Fig. 6. Higher SOX11 expression correlates with shorter survival times in colon and rectum adenocarcinomas.

A The gene expression matrices of colon adenocarcinoma (COAD) and rectum adenocarcinoma (READ) samples from the TCGA database were retrieved from the UCSC Xena browser, and SOX11 RNA expression values in combined COAD and READ cohorts were visualized as box plots. Black dots show SOX11 expression in individual samples. The box plots show the 26th to 75th percentiles of the data and the median. Statistical analyses were performed using Mann–Whitney U-test, ns: not significant. B COAD and READ gene expression matrices from the TCGA database were stratified according to tumor stages, and SOX11 expression levels in combined COAD and READ stage I, II, III, and IV primary tumors are displayed. Black dots show SOX11 expression in individual samples. Mann–Whitney U test, ns: not significant; *: p value < 0.05; **: p value < 0.01; ***: p value < 0.001. C Kaplan-Meier plots showing overall survival and disease-free interval associated with high [log₂(FPKM-UQ + 1) > 3.842] and low [log₂(FPKM-UQ + 1) < 3.842] SOX11 expression in TCGA COAD and READ cohorts. The p values were calculated by the log-rank method. D Correlation analyses of the expression of the genes indicated in combined transcriptomes of COAD and READ primary tumors.
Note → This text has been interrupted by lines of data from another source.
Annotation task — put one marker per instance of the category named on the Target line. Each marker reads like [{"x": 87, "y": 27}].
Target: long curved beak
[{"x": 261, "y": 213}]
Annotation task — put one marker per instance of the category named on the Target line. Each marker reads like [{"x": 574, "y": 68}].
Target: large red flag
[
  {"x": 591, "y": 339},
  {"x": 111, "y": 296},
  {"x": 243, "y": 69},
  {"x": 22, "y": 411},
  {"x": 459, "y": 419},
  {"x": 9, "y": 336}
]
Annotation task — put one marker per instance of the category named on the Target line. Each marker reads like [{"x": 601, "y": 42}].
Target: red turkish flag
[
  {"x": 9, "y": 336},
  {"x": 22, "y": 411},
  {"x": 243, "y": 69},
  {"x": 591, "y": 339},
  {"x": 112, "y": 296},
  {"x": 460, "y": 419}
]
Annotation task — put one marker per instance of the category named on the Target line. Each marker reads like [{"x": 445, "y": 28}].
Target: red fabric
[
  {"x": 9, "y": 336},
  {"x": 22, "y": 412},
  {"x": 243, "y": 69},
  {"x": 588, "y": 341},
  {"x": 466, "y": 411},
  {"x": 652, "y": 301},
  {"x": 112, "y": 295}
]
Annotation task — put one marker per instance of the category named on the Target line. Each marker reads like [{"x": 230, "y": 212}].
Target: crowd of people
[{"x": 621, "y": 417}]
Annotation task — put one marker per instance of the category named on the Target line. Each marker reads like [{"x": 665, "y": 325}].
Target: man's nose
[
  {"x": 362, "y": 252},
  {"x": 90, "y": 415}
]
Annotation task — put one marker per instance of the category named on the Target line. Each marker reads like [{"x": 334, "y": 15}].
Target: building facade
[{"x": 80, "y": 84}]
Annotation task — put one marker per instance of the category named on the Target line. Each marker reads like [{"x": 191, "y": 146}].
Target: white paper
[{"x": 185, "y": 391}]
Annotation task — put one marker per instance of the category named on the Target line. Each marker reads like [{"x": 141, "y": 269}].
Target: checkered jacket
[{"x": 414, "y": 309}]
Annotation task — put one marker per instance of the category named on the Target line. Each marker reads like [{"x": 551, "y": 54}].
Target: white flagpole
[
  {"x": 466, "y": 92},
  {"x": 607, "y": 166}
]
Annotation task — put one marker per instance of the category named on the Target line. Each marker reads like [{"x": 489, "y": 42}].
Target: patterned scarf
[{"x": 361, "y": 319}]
Each orange dot shows an individual sample. A linear regression line (red line), rank-based Spearman correlation coefficients, and p values are annotated in each plot. The pink shaded regions indicate 95% confidence intervals. Gene expression levels are given as log₂(FPKM-UQ + 1) values. E Box plots visualizing expression of the genes indicated in CMS-stratified transcriptomes of COAD and READ primary tumors from the TCGA database. Each black dot shows an individual sample. The box plots show the 26th to 75th percentiles of the data and the median. Statistical analyses were performed using Mann–Whitney U-test; ***: p value < 0.001. NC not classifiable.